We run really fast together, up and down the corridor. He's delighted.
I feel happy and grateful even cooking dinner for my mom. I feel joy knowing that we still have food. I enjoy the 30 seconds walk in my yard in the evening when I come back to my apartment, sucking the outdoor air in my lungs, feeling alive.
I watch the skye for 30 seconds while I walk. I pray that it will give us a better day tomorrow, a better day for all.
I
I am praying for you today. For rest. Strength. Even joy...I am amazed and heartened you have found moments of joy playing with your cat, cooking dinner, and breathing the evening air.
What is your cat's name?
I don't know how you could private message me, but I would love to send you something you need or want if you could send me your mailing address.
Find hope today friend.
Love, gratefultoday
I did have to go to the gas station and talk to the cashier. It was upsetting and I felt too close to her and she wasn't taking any precautions. I won't go in anymore if the pump isn't working, but just leave and go to another one where I don't have to talk to anyone. Always wearing gloves. It's a lot to think about what you've touched with the gloved hand and which you didn't and spraying everything down.
We just heard of a first case, in Los Angeles where a child under 18 yrs died Tuesday. LA is a high risk area. I'm 3 hrs from it.
Our nonprofit is trying to balance keeping young people, who are poorer inner city, employed and balance it with keeping people safe. It would seem giving everyone money for food from our government would solve that problem and they could stay home. They are concerned poorer, inner city people may loot if they cannot work and become desperate because they don't have enough money for food. I hope it won't come to that. But people are still working, many of them not taking precautions.
My 19 yo son is quitting his job at a coffee shop in Texas today to protect his dad. I'm happy for that.
I hope you are well and have what you need and have peace. Enjoy the view from a window. Hang on friend. You can get through this. One day at a time. I'm praying for you.
I've read a lot about the US in these days and I'm praying for all of you too.
It is just mindblowing at what speed our world is changing, everything we knew so far, everything we took for granted.
The economic consequences of all this will be devastating for many, many people.
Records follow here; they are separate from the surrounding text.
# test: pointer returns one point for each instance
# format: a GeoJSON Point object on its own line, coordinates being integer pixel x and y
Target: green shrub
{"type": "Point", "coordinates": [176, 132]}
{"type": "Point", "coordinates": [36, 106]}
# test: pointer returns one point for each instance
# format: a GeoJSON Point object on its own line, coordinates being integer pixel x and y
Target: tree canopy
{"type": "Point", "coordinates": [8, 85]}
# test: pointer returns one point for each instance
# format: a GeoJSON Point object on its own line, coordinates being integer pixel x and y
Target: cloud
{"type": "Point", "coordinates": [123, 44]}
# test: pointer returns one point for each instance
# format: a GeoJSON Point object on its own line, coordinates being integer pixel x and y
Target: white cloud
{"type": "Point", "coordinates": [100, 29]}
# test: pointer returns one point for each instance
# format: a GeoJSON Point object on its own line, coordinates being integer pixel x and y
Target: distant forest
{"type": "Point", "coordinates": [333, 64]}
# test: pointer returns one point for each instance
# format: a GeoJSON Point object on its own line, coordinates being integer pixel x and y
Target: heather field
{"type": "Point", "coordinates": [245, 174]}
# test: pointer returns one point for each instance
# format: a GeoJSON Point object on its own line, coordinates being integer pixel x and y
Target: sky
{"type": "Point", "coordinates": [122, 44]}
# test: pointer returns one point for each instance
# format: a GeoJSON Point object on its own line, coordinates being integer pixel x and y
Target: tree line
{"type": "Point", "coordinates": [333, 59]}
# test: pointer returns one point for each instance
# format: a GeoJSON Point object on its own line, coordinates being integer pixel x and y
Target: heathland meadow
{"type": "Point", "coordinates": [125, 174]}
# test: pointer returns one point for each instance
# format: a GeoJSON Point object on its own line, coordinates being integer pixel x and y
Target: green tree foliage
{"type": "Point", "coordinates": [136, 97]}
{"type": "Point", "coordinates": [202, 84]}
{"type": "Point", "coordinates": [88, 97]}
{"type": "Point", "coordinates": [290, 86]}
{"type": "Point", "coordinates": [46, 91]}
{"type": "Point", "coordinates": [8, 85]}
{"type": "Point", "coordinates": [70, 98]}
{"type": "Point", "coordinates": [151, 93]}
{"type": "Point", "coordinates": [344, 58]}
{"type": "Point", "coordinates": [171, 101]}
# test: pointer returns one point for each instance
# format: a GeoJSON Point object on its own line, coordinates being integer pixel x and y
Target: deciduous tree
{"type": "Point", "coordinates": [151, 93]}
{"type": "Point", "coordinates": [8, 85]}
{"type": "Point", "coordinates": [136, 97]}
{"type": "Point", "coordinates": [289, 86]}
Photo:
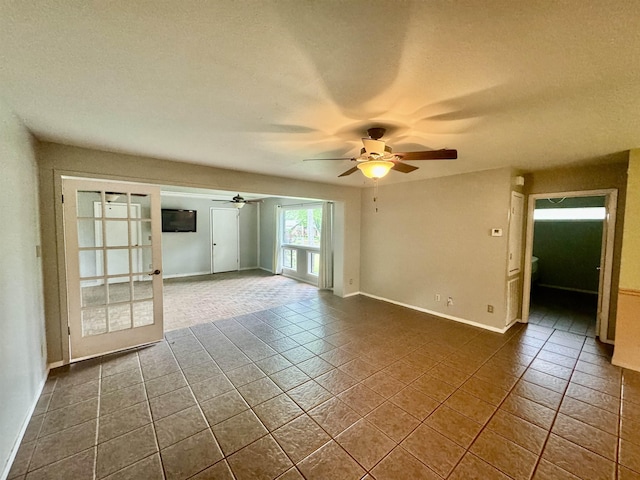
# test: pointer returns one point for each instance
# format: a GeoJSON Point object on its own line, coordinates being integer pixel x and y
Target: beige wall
{"type": "Point", "coordinates": [22, 338]}
{"type": "Point", "coordinates": [627, 349]}
{"type": "Point", "coordinates": [56, 160]}
{"type": "Point", "coordinates": [433, 236]}
{"type": "Point", "coordinates": [594, 177]}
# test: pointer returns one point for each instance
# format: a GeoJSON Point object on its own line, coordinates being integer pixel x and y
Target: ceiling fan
{"type": "Point", "coordinates": [238, 201]}
{"type": "Point", "coordinates": [376, 158]}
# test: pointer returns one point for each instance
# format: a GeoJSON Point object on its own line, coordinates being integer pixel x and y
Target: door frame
{"type": "Point", "coordinates": [211, 212]}
{"type": "Point", "coordinates": [66, 294]}
{"type": "Point", "coordinates": [606, 258]}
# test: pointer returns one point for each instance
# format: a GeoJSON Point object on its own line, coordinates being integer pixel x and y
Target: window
{"type": "Point", "coordinates": [586, 213]}
{"type": "Point", "coordinates": [302, 226]}
{"type": "Point", "coordinates": [289, 258]}
{"type": "Point", "coordinates": [314, 263]}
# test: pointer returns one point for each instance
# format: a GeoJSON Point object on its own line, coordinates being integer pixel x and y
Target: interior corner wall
{"type": "Point", "coordinates": [55, 160]}
{"type": "Point", "coordinates": [594, 177]}
{"type": "Point", "coordinates": [434, 237]}
{"type": "Point", "coordinates": [23, 366]}
{"type": "Point", "coordinates": [627, 349]}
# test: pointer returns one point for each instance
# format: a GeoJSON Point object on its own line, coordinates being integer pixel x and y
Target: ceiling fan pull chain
{"type": "Point", "coordinates": [375, 194]}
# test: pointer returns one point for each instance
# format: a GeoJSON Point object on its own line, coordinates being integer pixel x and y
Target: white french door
{"type": "Point", "coordinates": [114, 260]}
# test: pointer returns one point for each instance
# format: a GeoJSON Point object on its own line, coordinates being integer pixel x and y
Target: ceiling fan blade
{"type": "Point", "coordinates": [325, 159]}
{"type": "Point", "coordinates": [429, 155]}
{"type": "Point", "coordinates": [403, 167]}
{"type": "Point", "coordinates": [349, 172]}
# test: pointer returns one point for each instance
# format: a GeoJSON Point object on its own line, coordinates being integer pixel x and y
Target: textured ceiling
{"type": "Point", "coordinates": [260, 85]}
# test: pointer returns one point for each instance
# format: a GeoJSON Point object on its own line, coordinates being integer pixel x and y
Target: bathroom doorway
{"type": "Point", "coordinates": [568, 261]}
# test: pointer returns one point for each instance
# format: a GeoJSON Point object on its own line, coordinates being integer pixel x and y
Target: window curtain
{"type": "Point", "coordinates": [325, 275]}
{"type": "Point", "coordinates": [277, 244]}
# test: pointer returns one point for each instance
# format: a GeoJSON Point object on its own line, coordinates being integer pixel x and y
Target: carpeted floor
{"type": "Point", "coordinates": [192, 300]}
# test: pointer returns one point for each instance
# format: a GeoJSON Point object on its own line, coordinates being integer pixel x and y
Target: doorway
{"type": "Point", "coordinates": [569, 261]}
{"type": "Point", "coordinates": [225, 238]}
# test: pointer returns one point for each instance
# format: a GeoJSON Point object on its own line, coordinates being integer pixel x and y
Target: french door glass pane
{"type": "Point", "coordinates": [93, 293]}
{"type": "Point", "coordinates": [94, 321]}
{"type": "Point", "coordinates": [142, 290]}
{"type": "Point", "coordinates": [91, 263]}
{"type": "Point", "coordinates": [117, 233]}
{"type": "Point", "coordinates": [118, 261]}
{"type": "Point", "coordinates": [143, 313]}
{"type": "Point", "coordinates": [119, 290]}
{"type": "Point", "coordinates": [89, 233]}
{"type": "Point", "coordinates": [141, 260]}
{"type": "Point", "coordinates": [119, 317]}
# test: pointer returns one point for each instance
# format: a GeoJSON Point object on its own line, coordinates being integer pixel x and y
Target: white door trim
{"type": "Point", "coordinates": [211, 226]}
{"type": "Point", "coordinates": [604, 296]}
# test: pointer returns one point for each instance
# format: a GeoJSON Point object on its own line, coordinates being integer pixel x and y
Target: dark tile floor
{"type": "Point", "coordinates": [564, 310]}
{"type": "Point", "coordinates": [341, 389]}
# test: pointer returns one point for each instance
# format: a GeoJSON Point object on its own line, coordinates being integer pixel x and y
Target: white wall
{"type": "Point", "coordinates": [433, 237]}
{"type": "Point", "coordinates": [189, 253]}
{"type": "Point", "coordinates": [22, 338]}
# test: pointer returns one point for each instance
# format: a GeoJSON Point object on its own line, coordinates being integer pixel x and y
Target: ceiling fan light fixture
{"type": "Point", "coordinates": [375, 168]}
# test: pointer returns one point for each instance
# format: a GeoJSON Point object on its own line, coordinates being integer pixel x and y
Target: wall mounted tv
{"type": "Point", "coordinates": [178, 220]}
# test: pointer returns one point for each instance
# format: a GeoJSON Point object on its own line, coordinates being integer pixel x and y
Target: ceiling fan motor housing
{"type": "Point", "coordinates": [376, 133]}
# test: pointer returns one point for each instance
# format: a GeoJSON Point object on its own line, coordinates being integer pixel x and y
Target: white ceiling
{"type": "Point", "coordinates": [259, 85]}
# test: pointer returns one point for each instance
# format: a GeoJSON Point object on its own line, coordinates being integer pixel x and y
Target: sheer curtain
{"type": "Point", "coordinates": [277, 243]}
{"type": "Point", "coordinates": [325, 276]}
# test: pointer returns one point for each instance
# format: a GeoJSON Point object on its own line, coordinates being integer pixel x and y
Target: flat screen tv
{"type": "Point", "coordinates": [178, 220]}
Our heart are suspended at the moment, not knowing where to turn; between the news that arrive of people dying in ridiculous amounts everyday, everywhere, people losing jobs, shops and factories closing for good, poorer countries starting being hit as well, you literally don't know how to brace yourself anymore, and how to keep strong.
Still, I tell myself, I try to tell myself, this is our chance to become a more evolved species; learning empathy, disowning our privileges, finding courage when everything seems lost. I pray to learn how to be stronger, and stronger, because we don't know what we'll have to face.
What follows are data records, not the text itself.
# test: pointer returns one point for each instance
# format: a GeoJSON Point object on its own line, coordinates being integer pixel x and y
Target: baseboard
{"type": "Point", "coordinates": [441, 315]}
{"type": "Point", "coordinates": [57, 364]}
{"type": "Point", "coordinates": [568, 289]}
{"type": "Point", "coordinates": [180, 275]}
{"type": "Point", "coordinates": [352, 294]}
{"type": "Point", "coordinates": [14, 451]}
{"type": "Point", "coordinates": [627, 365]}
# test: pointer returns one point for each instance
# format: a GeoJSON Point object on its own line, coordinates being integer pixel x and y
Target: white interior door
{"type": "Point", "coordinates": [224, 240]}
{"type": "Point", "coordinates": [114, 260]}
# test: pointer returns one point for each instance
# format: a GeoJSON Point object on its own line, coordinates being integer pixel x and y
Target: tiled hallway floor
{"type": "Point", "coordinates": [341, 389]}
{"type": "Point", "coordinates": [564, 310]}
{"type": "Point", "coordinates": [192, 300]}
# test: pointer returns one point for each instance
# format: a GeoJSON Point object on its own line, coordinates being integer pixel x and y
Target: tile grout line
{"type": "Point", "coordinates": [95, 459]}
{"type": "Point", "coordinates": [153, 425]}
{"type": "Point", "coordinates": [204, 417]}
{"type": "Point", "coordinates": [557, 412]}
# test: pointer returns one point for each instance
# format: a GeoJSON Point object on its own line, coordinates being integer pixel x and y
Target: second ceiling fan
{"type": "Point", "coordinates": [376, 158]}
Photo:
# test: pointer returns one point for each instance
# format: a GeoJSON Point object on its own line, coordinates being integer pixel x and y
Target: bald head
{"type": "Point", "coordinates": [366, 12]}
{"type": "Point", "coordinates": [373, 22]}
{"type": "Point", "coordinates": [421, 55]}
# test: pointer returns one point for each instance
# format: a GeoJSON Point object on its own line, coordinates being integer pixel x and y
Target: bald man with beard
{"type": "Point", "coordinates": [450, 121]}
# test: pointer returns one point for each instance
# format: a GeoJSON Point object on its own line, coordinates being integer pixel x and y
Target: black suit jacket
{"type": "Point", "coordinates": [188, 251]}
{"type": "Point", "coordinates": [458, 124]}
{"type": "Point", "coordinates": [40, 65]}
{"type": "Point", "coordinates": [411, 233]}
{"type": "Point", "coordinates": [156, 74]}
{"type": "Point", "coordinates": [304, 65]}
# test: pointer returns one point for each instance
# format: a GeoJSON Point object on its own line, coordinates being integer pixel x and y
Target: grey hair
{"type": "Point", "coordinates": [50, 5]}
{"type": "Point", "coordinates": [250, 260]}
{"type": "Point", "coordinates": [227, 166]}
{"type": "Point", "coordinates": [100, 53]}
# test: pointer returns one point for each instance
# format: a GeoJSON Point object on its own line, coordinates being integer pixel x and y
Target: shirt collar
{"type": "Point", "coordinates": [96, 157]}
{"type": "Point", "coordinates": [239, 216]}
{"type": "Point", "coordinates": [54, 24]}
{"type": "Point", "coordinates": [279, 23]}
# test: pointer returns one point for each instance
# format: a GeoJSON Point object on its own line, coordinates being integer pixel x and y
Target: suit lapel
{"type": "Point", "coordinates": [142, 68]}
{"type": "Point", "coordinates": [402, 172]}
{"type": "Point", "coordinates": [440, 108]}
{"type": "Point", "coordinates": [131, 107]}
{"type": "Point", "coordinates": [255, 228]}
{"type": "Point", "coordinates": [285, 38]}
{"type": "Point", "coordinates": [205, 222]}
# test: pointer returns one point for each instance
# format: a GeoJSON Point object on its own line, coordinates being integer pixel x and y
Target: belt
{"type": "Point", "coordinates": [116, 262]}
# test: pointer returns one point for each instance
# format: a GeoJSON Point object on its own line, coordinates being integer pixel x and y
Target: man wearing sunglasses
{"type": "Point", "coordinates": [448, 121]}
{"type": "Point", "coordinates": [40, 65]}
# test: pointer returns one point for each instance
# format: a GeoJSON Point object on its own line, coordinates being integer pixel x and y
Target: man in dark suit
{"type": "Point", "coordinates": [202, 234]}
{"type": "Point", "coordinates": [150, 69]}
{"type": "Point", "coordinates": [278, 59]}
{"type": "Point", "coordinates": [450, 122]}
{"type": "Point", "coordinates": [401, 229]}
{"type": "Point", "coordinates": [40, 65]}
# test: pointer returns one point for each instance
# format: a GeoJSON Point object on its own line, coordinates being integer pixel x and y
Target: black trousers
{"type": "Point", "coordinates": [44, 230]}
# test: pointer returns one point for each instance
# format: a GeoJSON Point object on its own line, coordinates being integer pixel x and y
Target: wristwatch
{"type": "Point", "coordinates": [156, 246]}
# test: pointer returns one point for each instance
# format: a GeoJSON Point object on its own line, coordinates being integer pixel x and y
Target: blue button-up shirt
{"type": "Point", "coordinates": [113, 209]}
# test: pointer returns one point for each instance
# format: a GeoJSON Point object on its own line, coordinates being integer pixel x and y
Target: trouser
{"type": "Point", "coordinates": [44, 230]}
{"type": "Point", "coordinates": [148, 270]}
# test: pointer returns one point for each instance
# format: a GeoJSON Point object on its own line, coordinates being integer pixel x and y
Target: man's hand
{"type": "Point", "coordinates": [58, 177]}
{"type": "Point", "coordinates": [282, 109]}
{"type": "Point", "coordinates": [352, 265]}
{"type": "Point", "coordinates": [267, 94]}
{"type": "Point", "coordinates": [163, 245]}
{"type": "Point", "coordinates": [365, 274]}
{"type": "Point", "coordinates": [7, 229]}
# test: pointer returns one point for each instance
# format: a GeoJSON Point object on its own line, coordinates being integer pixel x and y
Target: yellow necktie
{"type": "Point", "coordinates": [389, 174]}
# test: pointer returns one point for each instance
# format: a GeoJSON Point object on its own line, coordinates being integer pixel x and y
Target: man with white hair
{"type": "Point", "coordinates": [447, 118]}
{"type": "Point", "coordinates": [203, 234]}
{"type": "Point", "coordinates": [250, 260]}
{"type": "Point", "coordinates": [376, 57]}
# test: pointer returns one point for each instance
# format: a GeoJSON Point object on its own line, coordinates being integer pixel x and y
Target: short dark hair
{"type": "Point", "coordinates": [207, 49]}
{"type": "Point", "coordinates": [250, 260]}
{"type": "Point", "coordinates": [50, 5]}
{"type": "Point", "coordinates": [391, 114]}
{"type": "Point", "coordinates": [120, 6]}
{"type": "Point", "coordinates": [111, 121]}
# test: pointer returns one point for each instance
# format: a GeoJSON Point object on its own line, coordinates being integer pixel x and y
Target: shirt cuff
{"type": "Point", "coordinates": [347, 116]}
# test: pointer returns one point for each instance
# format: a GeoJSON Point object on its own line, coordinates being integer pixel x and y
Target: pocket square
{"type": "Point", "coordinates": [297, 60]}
I'm so happy that you are still going out and can enjoy the forest and the desert. I used to walk 1 hour in the the park, every day. We have a small lake and now that spring is coming all the trees were full of blossoms. I saw them last time 19 days ago, but it feels much longer. I miss nature, and the fresh air, and moving. I feel like I can think much better when I walk. I love my park, so so much.
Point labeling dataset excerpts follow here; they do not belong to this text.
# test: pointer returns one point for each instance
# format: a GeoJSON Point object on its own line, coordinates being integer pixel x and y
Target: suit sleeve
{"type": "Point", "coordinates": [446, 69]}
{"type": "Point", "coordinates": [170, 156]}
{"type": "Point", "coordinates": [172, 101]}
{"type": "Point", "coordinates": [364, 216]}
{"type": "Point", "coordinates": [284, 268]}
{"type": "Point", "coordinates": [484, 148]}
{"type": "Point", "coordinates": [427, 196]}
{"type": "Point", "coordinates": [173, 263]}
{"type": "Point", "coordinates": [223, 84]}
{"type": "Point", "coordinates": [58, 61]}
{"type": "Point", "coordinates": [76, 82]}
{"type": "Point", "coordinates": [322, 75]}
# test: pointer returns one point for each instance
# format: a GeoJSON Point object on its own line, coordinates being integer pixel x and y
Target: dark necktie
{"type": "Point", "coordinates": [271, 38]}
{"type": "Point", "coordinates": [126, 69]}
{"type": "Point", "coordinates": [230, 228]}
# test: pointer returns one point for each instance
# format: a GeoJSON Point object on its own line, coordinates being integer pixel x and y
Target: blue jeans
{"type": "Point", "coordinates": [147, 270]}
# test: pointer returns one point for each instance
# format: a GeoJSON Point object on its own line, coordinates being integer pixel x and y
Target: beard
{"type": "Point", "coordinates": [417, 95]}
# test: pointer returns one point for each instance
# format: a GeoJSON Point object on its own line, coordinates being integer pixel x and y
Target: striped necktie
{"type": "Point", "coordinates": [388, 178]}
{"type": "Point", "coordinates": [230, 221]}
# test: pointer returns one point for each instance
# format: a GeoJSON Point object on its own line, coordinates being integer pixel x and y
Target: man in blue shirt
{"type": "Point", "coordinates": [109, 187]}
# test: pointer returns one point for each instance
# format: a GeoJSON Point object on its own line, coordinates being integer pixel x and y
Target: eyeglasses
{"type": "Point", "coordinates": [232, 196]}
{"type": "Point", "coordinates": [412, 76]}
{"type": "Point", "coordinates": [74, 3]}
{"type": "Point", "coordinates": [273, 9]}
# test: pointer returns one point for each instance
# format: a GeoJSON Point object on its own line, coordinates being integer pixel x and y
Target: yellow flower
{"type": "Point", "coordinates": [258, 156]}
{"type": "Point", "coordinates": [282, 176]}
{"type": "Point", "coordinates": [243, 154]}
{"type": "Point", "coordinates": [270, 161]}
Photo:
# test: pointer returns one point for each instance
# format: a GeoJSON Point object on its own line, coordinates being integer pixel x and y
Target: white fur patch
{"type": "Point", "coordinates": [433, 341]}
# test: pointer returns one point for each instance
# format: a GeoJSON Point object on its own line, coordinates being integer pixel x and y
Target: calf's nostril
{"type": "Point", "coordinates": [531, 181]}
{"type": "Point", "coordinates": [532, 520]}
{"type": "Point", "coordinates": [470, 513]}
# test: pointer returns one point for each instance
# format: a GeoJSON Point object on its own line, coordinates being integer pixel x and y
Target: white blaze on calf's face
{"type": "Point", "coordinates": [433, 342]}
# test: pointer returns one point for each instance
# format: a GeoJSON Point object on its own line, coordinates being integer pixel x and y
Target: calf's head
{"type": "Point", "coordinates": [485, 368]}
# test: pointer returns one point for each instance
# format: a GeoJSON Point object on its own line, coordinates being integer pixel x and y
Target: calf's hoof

I'm so happy that your son is home! You must feel so relieved.
And you know, this shadow approaching the place where you live looks and is very dark, but even the darkest clouds can dissolve and disappear.
You know, the name you have chosen, Gratefultoday... it makes me think that you have so much wisdom and strength in you, and that if there's someone who will be able to see the light even in the darkest of times it's you. Yes, we will get through this. We just will.
Many blessings, my friend.
I wonder why they give us suggestions on newspapers, they should just shut all up and say "You know what, we know NOTHING about this virus, good luck!"
Thank you Geaton777, this is very useful even if disheartening.